Figure 4a shows that polypredictive probes reside mainly (94%, 136 out of 145) in posterior occipital and posterior temporal, while the monopredictive probes extend, in addition to occupying similar posterior occipital and temporal locations, to frontal cortex (92%, 45 out of 49 probes in this area are monopredictive) and anterior temporal cortex (88%, 51 out of 58 probes). Both mono- and polypredictive probes are also observed in parietal cortex. Monopredictive probes that extend beyond ventral stream and temporal cortex pertain to the following perceptual categories: faces (orbitofrontal cortex), animals and pseudowords (dorsofrontal cortex, inferior frontolateral cortex, premotor cortex), and, to a smaller extent, scrambled images (prefrontal cortex).

The unique association of specific TF feature importance components with either polypredictive and monopredictive probes was category specific, as shown in Fig. 5a–h. While all of the data presented on these figures shows statistically significant differences between monopredictive and polypredictive neural locations, we will focus only on a few that were supported by the strongest signal in the data. For face stimuli, most of the feature importance in the early broadband gamma response was significantly (4σ) higher in polypredictive probes as compared to monopredictive probes, indicating that the most useful information for distinguishing faces from other visual categories is coded in that region of time-frequency space and is carried by polypredictive probes (Fig. 5b). Decoding of animals and tools relied on the activity patterns produced by monopredictive neural locations in late broadband gamma range (>300 ms) and in even later (350–600 ms) alpha/beta range, with very little involvement of the activity of polypredictive probes. Scenes and houses also show strong feature importance in late alpha and beta band responses of monopredictive probes ($$4\sigma$$ higher). Interestingly, for characters (Fig. 5g), feature importance in the early broadband gamma range was dominant for polypredictive probes (4σ higher than monopredictive), while the opposite was true for the pseudowords (Fig. 5f) – the late broadband gamma revealed to be dominant for monopredictive probes, also note the difference in the anatomical locations that were the most useful for the decoding of the pseudowords compared to the locations that were useful for decoding characters. Pseudowords also elicited a significantly stronger TF feature importance in monopredictive probes in late (350–750 ms) low-frequency (4–12 Hz) range, similar to animal and tool stimulus categories. Finally, an interesting observation was that animals and faces share most of their polypredictive probes (51%) indicating a large overlap of categorization networks of these two categories.

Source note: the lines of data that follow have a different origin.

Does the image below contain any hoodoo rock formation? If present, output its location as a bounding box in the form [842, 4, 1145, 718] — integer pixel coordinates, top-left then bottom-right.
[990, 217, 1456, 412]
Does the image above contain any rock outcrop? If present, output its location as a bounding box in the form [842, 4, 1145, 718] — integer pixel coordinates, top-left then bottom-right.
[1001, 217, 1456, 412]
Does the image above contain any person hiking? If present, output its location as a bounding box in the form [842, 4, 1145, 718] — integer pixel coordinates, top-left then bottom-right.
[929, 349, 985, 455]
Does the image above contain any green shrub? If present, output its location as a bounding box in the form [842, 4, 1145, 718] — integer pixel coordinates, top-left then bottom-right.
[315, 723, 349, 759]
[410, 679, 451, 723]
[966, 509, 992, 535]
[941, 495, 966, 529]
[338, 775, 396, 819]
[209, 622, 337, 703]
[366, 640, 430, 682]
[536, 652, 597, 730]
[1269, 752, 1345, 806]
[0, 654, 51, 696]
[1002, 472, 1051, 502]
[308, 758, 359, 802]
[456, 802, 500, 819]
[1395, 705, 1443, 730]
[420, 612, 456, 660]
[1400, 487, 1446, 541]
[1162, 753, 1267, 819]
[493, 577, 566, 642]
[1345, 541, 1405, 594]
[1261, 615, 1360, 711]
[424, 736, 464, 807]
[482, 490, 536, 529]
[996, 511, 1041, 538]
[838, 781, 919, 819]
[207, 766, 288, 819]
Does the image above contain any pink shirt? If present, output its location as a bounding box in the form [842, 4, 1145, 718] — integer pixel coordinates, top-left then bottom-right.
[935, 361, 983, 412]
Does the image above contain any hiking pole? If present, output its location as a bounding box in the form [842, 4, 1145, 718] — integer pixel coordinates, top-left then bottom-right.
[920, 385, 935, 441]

### Further decomposition of important activity reveals clusters of distinct time-frequency patterns

We ran clustering analysis of the probes predictive of a category based on their activity to see which probes in the category-network behave in a similar way. Left column of Fig. 6 shows an averaged feature importance map for a given category. We look into the regions of the time-frequency map that are indicated as important by the feature importance map, extract baseline-normalized activity in those regions and cluster the probes according to that activity using hierarchical complete linkage clustering with cosine distance (see the Methods section on hierarchical clustering for details). The second column of Fig. 6 shows the activity of four most populated clusters for each category. Each cluster represents the activity pattern exhibited by the probes in that cluster. Only the probes whose activity had predictive power ($${{\rm{F}}}_{1} > 0.39$$) are included in this analysis. As the final step we identified the anatomical locations of the probes from each cluster to see whether difference in the activity patterns could be attributed to the functional regions of the brain. The visualization of this step in the last two columns of Fig. 6.

This analysis allowed us make a number of global and category-specific observations. The set of visual categories presented in our data is diverse enough to consider category-specific findings to be general and emerge under any comparable set of visual stimuli.

The first global observation was that it is not only broadband gamma activity that is useful for the decoder’s (Random Forest) performance, but low-frequency activity also contributed significantly (41% of predictive probes exhibited only low-frequency activity in the regions of importance), sometimes overshadowing the activity of higher frequency bands altogether (for face and scrambled stimuli low frequency activity was significantly more important than broadband gamma activity, Mann-Whitney U test $$p < 1{\rm{e}}-7$$, corrected). Most clusters were composed of a combination of low and high-frequency components (Fig. 6, second column) and were mostly (87%) located in occipito-temporal cortices, though some electrodes in parietal and frontal cortex (7%) also appeared to contribute with predictive responses in the decoding process (Fig. 6, two right columns), especially for such stimulus categories as animal and pseudoword.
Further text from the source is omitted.